Fore! Advance picking
 up Times' golf titles

Sale of four magazines could come today
   
By Jeff Bercovici

    Advance Publications, owner of publishing companies Conde Nast and Fairchild, is expected to announce as early as today that it will buy Golf Digest and three other golf titles from the New York Times Co. for more than $350 million.
    The four publications represent the remainder of the Times Co.’s magazine holdings aside from newspaper supplements.
    The unit Advance will acquire also includes Golf for Women competitor Golf Digest Woman, as well as 13 golf schools and an internet division, according to the Wall Street Journal, which first reported last week that the Times Co. had put its magazines up for sale.
    Besides Advance, the company also reportedly tried to interest Time Inc. in the titles. Talks with Time Inc. weren’t expected to yield a deal, though, as the company is just coming off last fall’s $475 million acquisition of Times Mirror Magazines, a group that includes the 1.4 million-circulation Golf Magazine.
    The New York Times was among the other bidders for Times Mirror Magazines, teaming up with National Enquirer publisher American Media in a joint bid.
    Golf Digest, with a rate base of 1.55 million, is the largest title in the category by circulation.
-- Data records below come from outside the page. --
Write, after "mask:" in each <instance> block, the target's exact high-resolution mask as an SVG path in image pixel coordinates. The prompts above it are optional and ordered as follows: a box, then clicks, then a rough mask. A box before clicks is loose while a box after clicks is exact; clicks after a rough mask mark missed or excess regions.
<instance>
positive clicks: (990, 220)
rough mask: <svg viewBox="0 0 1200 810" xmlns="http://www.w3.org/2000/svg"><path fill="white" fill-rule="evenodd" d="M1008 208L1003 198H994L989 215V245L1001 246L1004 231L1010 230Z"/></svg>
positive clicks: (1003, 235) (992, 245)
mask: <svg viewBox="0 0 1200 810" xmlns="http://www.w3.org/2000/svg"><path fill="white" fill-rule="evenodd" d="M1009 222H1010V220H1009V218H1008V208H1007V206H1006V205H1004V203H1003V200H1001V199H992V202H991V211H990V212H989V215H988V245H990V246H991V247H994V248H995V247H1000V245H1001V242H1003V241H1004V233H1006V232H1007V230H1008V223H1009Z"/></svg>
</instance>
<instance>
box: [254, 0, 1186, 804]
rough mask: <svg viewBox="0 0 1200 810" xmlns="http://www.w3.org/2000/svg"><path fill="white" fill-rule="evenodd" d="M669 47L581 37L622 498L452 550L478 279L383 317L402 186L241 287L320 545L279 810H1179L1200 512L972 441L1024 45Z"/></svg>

It’s also the advertising leader, with 1,507.11 ad pages and $161 million in advertising revenue last year, compared to 1,441.12 pages and $121 million for Golf Magazine.
    The Times Co. has been reducing the size of its magazine group for years. In 1994, it sold women’s magazines McCall’s and Family Circle to current owners Gruner & Jahr USA. Three years later it dumped sports titles Sailing and Tennis.
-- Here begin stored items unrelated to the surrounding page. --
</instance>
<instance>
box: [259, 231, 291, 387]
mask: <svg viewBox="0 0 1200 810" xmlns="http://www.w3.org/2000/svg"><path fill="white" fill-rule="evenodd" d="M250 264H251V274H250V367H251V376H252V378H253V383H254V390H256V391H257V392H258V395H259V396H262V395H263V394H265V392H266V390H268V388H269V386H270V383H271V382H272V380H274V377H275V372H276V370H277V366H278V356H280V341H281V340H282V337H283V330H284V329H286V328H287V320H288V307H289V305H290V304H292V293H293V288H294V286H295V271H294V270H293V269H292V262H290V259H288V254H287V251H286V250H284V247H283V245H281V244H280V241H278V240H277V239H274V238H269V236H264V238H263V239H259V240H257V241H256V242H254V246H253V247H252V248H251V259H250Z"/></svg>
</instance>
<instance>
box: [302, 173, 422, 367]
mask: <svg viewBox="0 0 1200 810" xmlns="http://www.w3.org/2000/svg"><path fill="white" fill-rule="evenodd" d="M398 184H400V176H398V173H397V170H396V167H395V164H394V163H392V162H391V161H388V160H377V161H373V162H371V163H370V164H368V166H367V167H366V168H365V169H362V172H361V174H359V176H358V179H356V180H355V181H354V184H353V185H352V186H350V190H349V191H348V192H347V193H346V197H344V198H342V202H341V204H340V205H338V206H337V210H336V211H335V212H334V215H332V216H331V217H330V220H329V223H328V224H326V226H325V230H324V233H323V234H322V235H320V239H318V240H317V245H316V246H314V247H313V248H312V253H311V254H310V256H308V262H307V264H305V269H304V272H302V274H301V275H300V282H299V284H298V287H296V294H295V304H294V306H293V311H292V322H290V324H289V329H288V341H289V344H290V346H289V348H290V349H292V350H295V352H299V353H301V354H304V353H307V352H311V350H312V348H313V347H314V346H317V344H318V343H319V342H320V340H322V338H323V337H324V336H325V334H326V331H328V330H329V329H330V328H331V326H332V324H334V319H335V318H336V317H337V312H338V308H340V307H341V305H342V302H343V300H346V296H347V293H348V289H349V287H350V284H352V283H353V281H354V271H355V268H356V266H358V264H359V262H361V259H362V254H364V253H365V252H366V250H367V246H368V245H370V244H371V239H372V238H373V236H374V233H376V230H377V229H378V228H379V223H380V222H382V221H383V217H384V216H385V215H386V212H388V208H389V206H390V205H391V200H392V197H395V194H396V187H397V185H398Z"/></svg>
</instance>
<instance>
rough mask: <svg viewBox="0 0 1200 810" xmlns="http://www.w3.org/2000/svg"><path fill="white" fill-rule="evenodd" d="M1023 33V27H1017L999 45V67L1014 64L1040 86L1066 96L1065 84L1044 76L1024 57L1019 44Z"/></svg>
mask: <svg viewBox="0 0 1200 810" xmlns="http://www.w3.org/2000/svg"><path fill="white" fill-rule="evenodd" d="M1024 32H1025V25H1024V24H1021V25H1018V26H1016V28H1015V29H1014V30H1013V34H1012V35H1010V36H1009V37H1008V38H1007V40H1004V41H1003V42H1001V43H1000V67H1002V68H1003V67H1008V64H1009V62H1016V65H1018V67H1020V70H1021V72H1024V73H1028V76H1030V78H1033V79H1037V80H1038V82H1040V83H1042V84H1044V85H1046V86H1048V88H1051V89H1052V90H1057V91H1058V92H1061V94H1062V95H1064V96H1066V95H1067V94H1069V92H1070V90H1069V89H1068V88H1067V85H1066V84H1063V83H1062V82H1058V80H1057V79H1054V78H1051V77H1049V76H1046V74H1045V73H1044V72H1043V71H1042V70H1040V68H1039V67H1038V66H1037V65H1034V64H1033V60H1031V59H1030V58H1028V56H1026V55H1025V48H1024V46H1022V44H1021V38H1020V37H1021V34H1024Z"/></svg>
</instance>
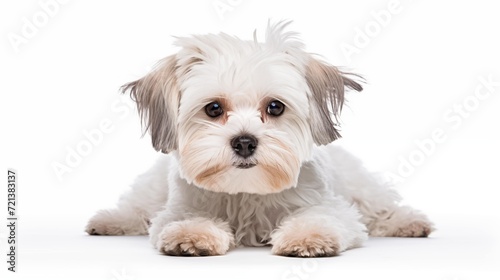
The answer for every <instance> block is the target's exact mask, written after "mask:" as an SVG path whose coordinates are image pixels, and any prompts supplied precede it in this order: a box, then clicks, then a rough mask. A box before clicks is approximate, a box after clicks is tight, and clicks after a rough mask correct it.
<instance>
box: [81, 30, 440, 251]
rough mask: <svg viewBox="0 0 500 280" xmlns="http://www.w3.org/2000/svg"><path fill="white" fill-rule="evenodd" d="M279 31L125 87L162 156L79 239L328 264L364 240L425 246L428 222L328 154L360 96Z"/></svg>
mask: <svg viewBox="0 0 500 280" xmlns="http://www.w3.org/2000/svg"><path fill="white" fill-rule="evenodd" d="M284 26H285V25H277V26H273V27H270V28H269V30H268V33H267V41H266V43H265V44H261V43H257V41H256V40H254V41H241V40H239V39H237V38H233V37H229V36H227V35H206V36H196V37H193V38H183V39H180V41H179V43H178V44H179V45H180V46H181V47H182V50H181V51H180V52H179V53H178V54H177V55H175V56H171V57H168V58H167V59H165V60H163V61H162V62H161V63H160V64H159V66H158V68H157V69H155V70H154V71H153V72H151V73H150V74H149V75H147V76H146V77H144V78H143V79H141V80H138V81H135V82H132V83H130V84H128V85H126V86H125V90H130V92H131V94H132V96H133V97H134V98H135V100H136V101H137V103H138V108H139V111H140V112H141V115H142V116H143V119H144V121H145V123H146V125H147V127H148V128H149V131H150V132H151V134H152V138H153V146H154V147H155V148H156V149H157V150H162V151H163V152H165V153H170V155H166V156H164V157H163V158H161V159H160V160H159V161H158V163H157V164H156V165H155V166H154V167H153V168H152V169H151V170H150V171H149V172H147V173H146V174H144V175H142V176H140V177H139V178H138V180H137V181H136V183H135V185H134V186H133V188H132V191H131V192H129V193H127V194H125V195H124V196H123V197H122V199H121V200H120V202H119V204H118V207H117V208H116V209H113V210H106V211H101V212H99V213H98V214H97V215H96V216H94V217H93V218H92V219H91V220H90V222H89V224H88V226H87V232H88V233H89V234H105V235H123V234H126V235H139V234H148V231H149V234H150V238H151V241H152V243H153V245H154V246H155V248H157V249H158V250H159V251H161V252H163V253H166V254H171V255H219V254H224V253H225V252H227V250H228V249H229V248H231V247H232V246H235V245H236V246H237V245H246V246H263V245H272V246H273V249H272V250H273V253H275V254H279V255H288V256H301V257H313V256H332V255H336V254H338V253H340V252H342V251H344V250H346V249H349V248H354V247H358V246H360V245H361V244H362V242H363V241H364V240H365V239H366V238H367V236H368V234H370V235H372V236H401V237H417V236H418V237H420V236H427V235H428V234H429V233H430V232H431V230H432V224H431V223H430V222H429V221H428V220H427V218H426V217H425V216H424V215H423V214H421V213H419V212H418V211H415V210H413V209H411V208H409V207H401V206H399V205H398V201H399V196H398V195H397V194H396V193H395V192H394V191H393V190H391V189H390V188H389V187H388V186H386V185H384V184H383V183H382V182H380V181H379V180H377V179H376V178H375V176H374V175H373V174H370V173H369V172H367V171H366V170H365V169H364V168H363V166H362V164H361V162H359V160H357V159H356V158H354V157H353V156H352V155H350V154H348V153H347V152H345V151H344V150H342V149H341V148H339V147H337V146H335V145H328V146H318V145H323V144H328V143H330V142H331V141H333V140H335V139H336V138H337V137H339V135H338V132H337V130H336V129H335V126H334V121H333V119H332V116H334V115H335V116H336V115H337V114H338V113H339V112H340V107H341V105H342V102H343V92H344V87H347V88H351V89H355V90H358V91H359V90H361V86H360V85H359V84H358V83H356V82H355V81H354V80H352V79H350V78H348V76H347V75H346V74H345V73H342V72H340V71H338V70H337V69H336V68H335V67H333V66H330V65H327V64H324V63H322V62H320V61H318V60H316V59H314V58H312V56H311V55H309V54H307V53H305V52H303V51H302V50H301V44H300V43H299V42H297V41H296V40H294V38H293V37H294V34H290V33H283V32H282V31H283V28H284Z"/></svg>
    The company indicated that it planned to hang onto the golf magazines, however. But with powerhouse Time Inc., publisher of Time, People and Sports Illustrated, now in the golf game, it’s thought that Times Co. executives finally felt it was time to move on.
    Advance, meanwhile, seems to be on something of a mini spending spree. 
   The company, which is owned by the Newhouse family, is reportedly on the verge of acquiring Mode, the four-year-old fashion and beauty magazine for full-figured women. Publisher Tracy Franklin and editor in chief Corynne Corbett have both resigned, although neither has left the company yet.